The central idea of The Discreet Charm of the Bourgeoisie – of a group of people going to dinner but who, through various increasingly more surreal and bizarre interruptions, never actually manage to eat anything, is amusing. Buñuel indulges his love of the foibles and hypocrisies of the middle-classes – The Discreet Charm of the Bourgeoisie is a parody of good-eating and manners, while the very title seems to evoke a gentle mockery of the mores of the middle-classes. As always, Buñuel is fascinated with an hypocrisy that lurks beneath polite decency – a group of drug dealers condemn marijuana being smoked at a dinner party; a priest is called to administer the last rites to a dying man but, upon hearing the man’s deathbed confession, realises that the man killed his own parents and shoots him. Although, if anything, Buñuel has mellowed in his old age and the surrealism is more gently amusing than satirically biting.

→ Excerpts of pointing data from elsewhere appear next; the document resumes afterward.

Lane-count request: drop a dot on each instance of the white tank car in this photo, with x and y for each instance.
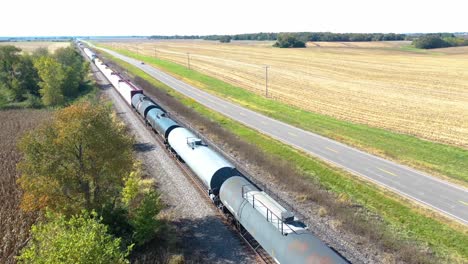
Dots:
(285, 238)
(208, 165)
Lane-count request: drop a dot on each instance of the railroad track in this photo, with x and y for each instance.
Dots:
(251, 243)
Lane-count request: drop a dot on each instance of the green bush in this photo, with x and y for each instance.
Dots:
(143, 219)
(80, 239)
(288, 41)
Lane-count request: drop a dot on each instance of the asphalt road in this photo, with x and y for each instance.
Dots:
(437, 194)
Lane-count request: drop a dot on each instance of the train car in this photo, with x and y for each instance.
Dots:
(91, 55)
(127, 90)
(162, 124)
(136, 100)
(285, 238)
(208, 166)
(143, 104)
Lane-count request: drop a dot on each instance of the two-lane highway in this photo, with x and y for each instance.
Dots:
(437, 194)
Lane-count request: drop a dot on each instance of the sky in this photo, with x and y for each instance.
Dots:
(204, 17)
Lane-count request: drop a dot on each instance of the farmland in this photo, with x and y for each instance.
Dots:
(31, 46)
(383, 85)
(14, 224)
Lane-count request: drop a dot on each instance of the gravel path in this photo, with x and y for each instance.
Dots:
(204, 236)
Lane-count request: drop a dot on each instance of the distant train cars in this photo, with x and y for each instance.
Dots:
(277, 230)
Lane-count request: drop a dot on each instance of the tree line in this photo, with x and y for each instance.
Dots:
(301, 36)
(80, 172)
(440, 40)
(40, 78)
(315, 36)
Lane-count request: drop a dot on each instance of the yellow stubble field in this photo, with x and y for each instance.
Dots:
(375, 83)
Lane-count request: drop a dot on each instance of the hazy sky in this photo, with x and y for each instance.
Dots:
(148, 17)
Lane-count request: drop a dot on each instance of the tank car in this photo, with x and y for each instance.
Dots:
(285, 238)
(209, 166)
(162, 124)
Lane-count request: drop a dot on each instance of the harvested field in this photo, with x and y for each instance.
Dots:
(31, 46)
(14, 224)
(378, 84)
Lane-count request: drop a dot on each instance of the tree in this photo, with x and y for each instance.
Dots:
(77, 162)
(288, 41)
(9, 83)
(53, 79)
(430, 42)
(81, 239)
(143, 205)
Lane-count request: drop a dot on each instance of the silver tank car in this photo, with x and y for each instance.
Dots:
(89, 53)
(284, 237)
(137, 99)
(208, 165)
(158, 120)
(145, 105)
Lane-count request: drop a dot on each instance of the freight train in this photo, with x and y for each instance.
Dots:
(277, 230)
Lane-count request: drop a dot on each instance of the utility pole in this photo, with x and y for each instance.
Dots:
(188, 59)
(266, 81)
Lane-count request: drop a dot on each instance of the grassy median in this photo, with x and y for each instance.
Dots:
(401, 219)
(445, 161)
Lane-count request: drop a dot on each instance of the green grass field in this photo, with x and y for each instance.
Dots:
(445, 161)
(449, 241)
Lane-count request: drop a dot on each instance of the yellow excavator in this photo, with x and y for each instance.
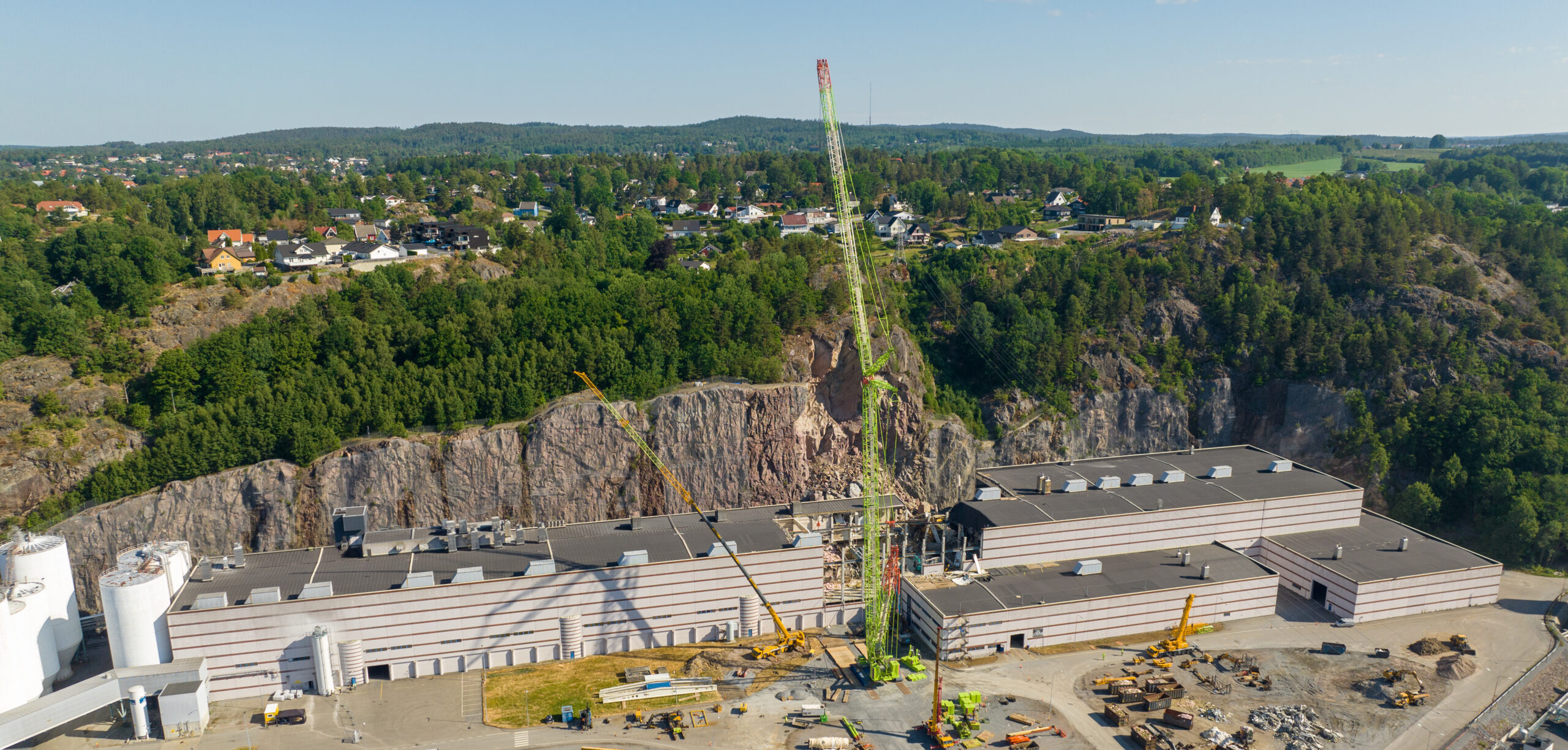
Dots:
(1177, 644)
(788, 639)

There is no real plot to The Discreet Charm of the Bourgeoisie – it rambles and Buñuel heads off into all manner of random digressions – vignettes involving the Bishop, the girl revolutionary from Miranda and two different stories where soldiers recount encounters with ghosts. The film would have been far more effective if the script had been tightened and concentrated around the spiralling series of dinner invitations gone wrong and the peculiar Chinese box series of dreams that take place inside other people’s dreams.

Luis Buñuel’s other films of fantastic note are:– his two surrealist short collabortaions with Salvador Dali, Un Chien Andalou (1928) and L’Age d’Or (1930); The Exterminating Angel (1962) about a group of people unable to leave a room; Simon of the Desert (1965) about a virtuous man being tempted by The Devil; and The Phantom of Liberty (1974), which contains a series of surrealistic vignettes. Buñuel also wrote the silent French Edgar Allan Poe adaptation The Fall of the House of Usher (1928) and The Monk (1972), an adaptation of the classic work about The Devil tempting a monk and drawing him down into depravity.